Fear can often move stock markets lower, while optimism generally will lead to higher stock markets.
When a few large companies report solid earnings and higher earnings expectations stock markets often rise. When we hear daily reports of a potential global health risk, markets might endure a brief downturn.
Maintaining a properly-diversified portfolio is one the best defensive practices against making portfolio mistakes driven by fear.
No one enjoys fear, with perhaps a few exceptions such as fans of Halloween-esque events and movies or thrill seekers at an amusement park. Being fearful within the investing world should be avoided by diversification and asset allocation tailored to an individual’s needs.
Diversification means having a number of pieces inside a portfolio – different types of stocks and bonds is the general, yet overly simplistic idea.
Asset allocation is the percentage allocation to stock and the percentage allocation to bonds.
A diversified portfolio might fall into the categories of aggressive, balanced, conservative, or even somewhere in between.
An aggressive investor could imply that being nearly 100 percent stock so if the stock market rises 25 percent, the investor would expect a similar return. If markets fall 40 percent, well, that’s the risk – the portfolio probably would experience a similar drop.
Balanced investors might be more in the 50- to 60-percent stock to 40- to 50-percent bond. Personally, this is in-line with more of my investing beliefs and strategy as when markets rise, investors are usually pretty content. When markets become more volatile due to the fear of the unknown or other events, investors need to be protected a bit more. This is the hallmark of being diversified within your own asset allocation or risk level. A balanced approach can also be useful in at least a portion of a portfolio.
When markets bounce around, a balanced portfolio gives us a chance to buy a little more on the dip or take a little bit of gains on the portions that have moved higher.
Conservative investors may continue to struggle with ultra-low interest rates that fail to keep pace with low inflation. That will likely be a challenge for years to come because of the dynamics of Fed policy.
For these unforeseen events that are currently causing fear in markets and future events that will occur, having the appropriate strategy that mirrors risk tolerance should help one sleep better at night. This tactic applies to investors regardless of age.

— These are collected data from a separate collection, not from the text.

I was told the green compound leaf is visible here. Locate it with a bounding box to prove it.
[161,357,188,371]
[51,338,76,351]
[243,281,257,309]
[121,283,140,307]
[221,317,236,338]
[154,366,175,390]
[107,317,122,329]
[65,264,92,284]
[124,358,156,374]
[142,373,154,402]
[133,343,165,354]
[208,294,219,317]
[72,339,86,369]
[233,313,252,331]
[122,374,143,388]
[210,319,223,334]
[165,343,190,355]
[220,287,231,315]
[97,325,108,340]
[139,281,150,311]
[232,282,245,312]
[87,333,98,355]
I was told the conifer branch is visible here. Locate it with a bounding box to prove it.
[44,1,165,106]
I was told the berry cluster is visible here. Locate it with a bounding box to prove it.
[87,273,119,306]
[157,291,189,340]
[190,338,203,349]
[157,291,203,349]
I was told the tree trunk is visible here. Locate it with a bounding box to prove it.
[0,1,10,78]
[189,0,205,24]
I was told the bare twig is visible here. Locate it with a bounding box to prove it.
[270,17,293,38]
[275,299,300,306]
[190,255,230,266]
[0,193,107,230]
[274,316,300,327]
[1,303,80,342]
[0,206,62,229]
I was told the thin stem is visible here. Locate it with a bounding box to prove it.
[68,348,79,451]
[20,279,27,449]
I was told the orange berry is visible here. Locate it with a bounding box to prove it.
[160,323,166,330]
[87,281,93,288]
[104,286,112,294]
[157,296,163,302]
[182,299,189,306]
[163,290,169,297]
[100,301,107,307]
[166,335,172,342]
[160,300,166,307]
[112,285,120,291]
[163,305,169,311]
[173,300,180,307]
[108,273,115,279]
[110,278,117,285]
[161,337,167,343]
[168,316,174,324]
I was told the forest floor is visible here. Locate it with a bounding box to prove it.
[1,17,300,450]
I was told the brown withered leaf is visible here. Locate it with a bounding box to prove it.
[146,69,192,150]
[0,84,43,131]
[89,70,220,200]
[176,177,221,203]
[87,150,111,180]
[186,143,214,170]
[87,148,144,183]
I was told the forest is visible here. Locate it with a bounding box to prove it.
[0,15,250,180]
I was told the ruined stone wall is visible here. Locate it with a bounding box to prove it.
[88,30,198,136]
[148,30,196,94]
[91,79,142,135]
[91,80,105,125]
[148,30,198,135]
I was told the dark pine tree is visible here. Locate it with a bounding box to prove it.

For those in the throes of retirement, it is critical to focus on expense and income vs. trying to take too much risk in a portfolio. Knowing the cash flow in and out of the household budget and trying to live off of one’s anticipated retirement budget for a year or two prior to retirement, can help to reduce the worry of stock market gyrations.
This is general information designed to provide an overview of ideas and not meant to be specific advice. In fact, nearly all investors look at risk differently, as should be the case since individual goals vary.